I can understand the thinking that goes into a decision of this kind, because it is fun to watch people crash and burn, but it's more fun when there's an example of competence or even brilliance to compare it to. Anyway, the teams were now tied, with the winner to be decided based on who had the more successful dessert. Given all the time that had been lavished on establishing that the Blue team had produced the most pitiful dessert in the history of human taste buds, this was, to put it mildly, anticlimactic. The fruit tart that Giuseppe had made for the Red team was declared the winner, which was a good thing, since Giuseppe had made it clear that if he came in second to that fruit salad thing, he was going to pitch himself off the hotel roof.

Having seen to it that the scrounging bottom feeders of Hollywood got fed for one more day, everyone crawled back to the relatively dignified confines of the MasterChef kitchen, where the members of the Blue team were forced to try to prove their worthiness to remain on the show by baking the best six-layer cakes they could manage. Christine managed to convey the quality of team spirit on display when she said, "Since my beef Wellington was so amazing last night, it just blows that I'm standing here." Considering that she ended up in the bottom three, having earlier provided her team with their only bragging rights of the evening, she had a point. She got to stick around, but only after one of those indefensible, stroke-inducing moments where one of the hosts is interrupted by a commercial break just when he's doing his best to make it sound as if she's going home, only to announce, after the commercials, that she's sticking around. If Elvis had lived to see one of these things, he'd have never stopped shooting his TV set.

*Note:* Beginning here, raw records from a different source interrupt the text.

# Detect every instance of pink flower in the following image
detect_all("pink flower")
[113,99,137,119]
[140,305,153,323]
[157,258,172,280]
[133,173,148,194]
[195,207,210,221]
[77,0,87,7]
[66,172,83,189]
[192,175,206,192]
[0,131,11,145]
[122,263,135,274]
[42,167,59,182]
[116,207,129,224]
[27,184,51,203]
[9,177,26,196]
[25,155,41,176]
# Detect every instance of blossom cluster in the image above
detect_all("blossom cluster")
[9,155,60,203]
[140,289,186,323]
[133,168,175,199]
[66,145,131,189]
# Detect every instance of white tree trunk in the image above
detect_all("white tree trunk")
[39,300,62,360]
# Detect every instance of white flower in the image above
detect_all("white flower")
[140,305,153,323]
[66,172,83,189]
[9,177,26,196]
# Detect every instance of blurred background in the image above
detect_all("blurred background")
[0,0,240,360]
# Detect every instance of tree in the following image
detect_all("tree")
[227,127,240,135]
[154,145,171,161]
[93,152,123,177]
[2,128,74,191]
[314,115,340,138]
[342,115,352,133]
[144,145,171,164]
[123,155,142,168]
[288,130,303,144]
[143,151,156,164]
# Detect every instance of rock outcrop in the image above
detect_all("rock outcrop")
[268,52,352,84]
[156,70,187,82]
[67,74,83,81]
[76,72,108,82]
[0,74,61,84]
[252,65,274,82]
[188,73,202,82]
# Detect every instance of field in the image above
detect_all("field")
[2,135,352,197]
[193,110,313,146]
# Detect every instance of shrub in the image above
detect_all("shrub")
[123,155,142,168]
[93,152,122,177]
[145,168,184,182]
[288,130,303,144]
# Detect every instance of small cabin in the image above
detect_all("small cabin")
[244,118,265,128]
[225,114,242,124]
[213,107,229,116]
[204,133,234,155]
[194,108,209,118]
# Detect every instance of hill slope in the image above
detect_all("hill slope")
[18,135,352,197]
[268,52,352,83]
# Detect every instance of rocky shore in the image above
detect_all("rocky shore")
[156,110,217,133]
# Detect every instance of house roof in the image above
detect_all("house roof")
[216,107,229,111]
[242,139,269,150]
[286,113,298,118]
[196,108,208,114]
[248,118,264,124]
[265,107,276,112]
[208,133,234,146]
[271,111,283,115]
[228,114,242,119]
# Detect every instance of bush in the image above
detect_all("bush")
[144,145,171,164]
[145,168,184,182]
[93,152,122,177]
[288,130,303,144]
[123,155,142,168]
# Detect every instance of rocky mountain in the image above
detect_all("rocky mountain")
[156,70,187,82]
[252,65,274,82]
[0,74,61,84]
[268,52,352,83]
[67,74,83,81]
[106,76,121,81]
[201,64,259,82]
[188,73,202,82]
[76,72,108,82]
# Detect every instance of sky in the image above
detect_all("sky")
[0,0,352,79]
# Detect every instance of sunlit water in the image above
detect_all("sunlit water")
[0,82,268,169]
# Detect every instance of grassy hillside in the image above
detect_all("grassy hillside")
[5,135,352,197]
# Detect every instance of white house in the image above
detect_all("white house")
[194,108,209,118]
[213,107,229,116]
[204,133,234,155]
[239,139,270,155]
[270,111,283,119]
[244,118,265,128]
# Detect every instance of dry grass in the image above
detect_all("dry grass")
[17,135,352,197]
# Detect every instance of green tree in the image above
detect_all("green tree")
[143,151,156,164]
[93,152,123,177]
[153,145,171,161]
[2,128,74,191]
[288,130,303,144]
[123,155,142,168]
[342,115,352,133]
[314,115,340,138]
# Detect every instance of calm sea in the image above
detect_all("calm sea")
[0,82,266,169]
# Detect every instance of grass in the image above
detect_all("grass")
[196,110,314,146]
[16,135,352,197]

Instead, and with a considerable amount of raw justice, the evictee was Esther, sent away as punishment for having executed a cake that, as Gordon said, "looks like it was put together in a panic." As for Ben, for the second or third time since the season began, he managed to wow the judges, and for the second or third time since the season began, everyone reacted as if they'd been keeping him around out of pity and could scarcely believe it that the little weirdo really can cook. I wish I could point to something very different between the Ben who pulled off the perfect layer cake and the one who was on display earlier in the show, but I'm afraid the only real difference was that he had put on another of his dumbass hats. I don't want to think too much about the implications of that, and I hope Ben doesn't want to, either. If he did, he might show up for the next challenge looking like Carmen Miranda.